Still I like to have CSRF protection and want to know if the following approach would be secure. The approach relies only on a strict samesite cookie.
It should work like this:
A) For users without session:
When the application is installed a strong random(256bit) secret is generated (called SHARED_SECRET
).
When a user visits the page the first time, a the cookie (with settings samesite=strict, secure, http-only, host-only) with the a strong random (128bit called R
) +TIMESTAMP
+SIGNATURE
is created. I call it CSRF_TOKEN
. The SIGNATURE
is defined as hmac_sha256(R+TIMESTAMP,SHARED_SECRET)
. Every page load or ajax request creates a new CSRF_TOKEN
and replaces the existing CSRF_TOKEN
.
If the user does a action e.g. by pressing a action link the CSRF_TOKEN
cookie is read on server side. The value of the CSRF_TOKEN
cookie is split into R
, TIMESTAMP
and SIGNATURE
and the SIGNATURE'
is calculated again using hmac(R+TIMESTAMP,SHARED_SECRET)
the result compared against the SIGNATURE
from the CSRF_TOKEN
.
If the signatures are equal (with a equal function save against timing attacks) and the timestamp is not older then ~15min and Sec-Fetch-Site
is not present or value equals same-origin
the action will be executed.
B) For users with session:
The session key is stored in cookie with (samesite=lax, secure, http-only, host-only) and a strong random csrf token is generated and stored in the CSRF_TOKEN
cookie (samesite=strict,secure, http-only, host-only) and within the server side session store.

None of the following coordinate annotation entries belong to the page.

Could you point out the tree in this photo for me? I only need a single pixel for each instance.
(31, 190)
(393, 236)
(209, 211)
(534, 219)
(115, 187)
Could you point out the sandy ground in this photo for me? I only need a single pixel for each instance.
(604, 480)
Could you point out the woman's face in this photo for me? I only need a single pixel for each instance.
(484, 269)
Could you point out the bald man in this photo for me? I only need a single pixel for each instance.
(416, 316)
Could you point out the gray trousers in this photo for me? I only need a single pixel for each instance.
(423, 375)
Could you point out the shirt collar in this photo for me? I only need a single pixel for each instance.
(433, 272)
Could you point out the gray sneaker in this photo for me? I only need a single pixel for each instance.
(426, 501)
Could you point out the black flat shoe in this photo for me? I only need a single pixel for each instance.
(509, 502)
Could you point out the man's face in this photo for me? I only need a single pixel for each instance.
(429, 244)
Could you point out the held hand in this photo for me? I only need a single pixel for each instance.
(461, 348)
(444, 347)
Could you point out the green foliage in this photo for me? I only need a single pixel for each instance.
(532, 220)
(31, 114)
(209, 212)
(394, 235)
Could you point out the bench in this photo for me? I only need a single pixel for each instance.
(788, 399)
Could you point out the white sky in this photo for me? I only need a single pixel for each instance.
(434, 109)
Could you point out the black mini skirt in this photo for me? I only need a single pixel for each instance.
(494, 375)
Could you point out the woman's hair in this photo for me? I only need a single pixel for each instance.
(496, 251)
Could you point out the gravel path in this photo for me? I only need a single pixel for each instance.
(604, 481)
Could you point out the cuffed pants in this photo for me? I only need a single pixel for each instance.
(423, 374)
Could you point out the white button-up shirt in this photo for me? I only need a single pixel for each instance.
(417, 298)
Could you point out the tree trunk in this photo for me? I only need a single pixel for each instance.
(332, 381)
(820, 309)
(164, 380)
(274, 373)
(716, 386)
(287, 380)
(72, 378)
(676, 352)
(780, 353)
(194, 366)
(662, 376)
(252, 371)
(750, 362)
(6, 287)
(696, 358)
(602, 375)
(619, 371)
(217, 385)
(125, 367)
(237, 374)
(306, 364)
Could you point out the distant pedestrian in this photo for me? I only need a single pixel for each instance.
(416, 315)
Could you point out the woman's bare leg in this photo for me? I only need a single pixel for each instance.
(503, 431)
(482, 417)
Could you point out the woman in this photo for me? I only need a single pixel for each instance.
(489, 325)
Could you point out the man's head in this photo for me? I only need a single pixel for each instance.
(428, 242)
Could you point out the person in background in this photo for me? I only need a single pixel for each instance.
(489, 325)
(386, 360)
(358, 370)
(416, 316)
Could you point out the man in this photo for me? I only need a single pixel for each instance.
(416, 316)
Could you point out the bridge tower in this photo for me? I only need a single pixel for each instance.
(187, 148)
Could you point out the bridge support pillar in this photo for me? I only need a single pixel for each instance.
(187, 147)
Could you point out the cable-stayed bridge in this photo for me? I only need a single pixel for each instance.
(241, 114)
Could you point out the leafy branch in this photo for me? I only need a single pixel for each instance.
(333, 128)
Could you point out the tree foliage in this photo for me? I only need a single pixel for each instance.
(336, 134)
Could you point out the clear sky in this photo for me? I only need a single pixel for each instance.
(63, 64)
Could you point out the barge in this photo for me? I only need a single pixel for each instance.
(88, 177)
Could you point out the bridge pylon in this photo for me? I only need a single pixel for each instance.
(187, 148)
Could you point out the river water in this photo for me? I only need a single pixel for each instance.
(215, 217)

For each action triggered by the user the session is loaded and CSRF_TOKEN
token is compared with the value stored in the session and if Sec-Fetch-Site
is present it's checked if the value equals same-origin
.
I guess with the good browser support for the samesite=strict and Sec-Fetch-Site
feature it may be a secure solution but maybe I missing something. Would it be secure CSRF protection?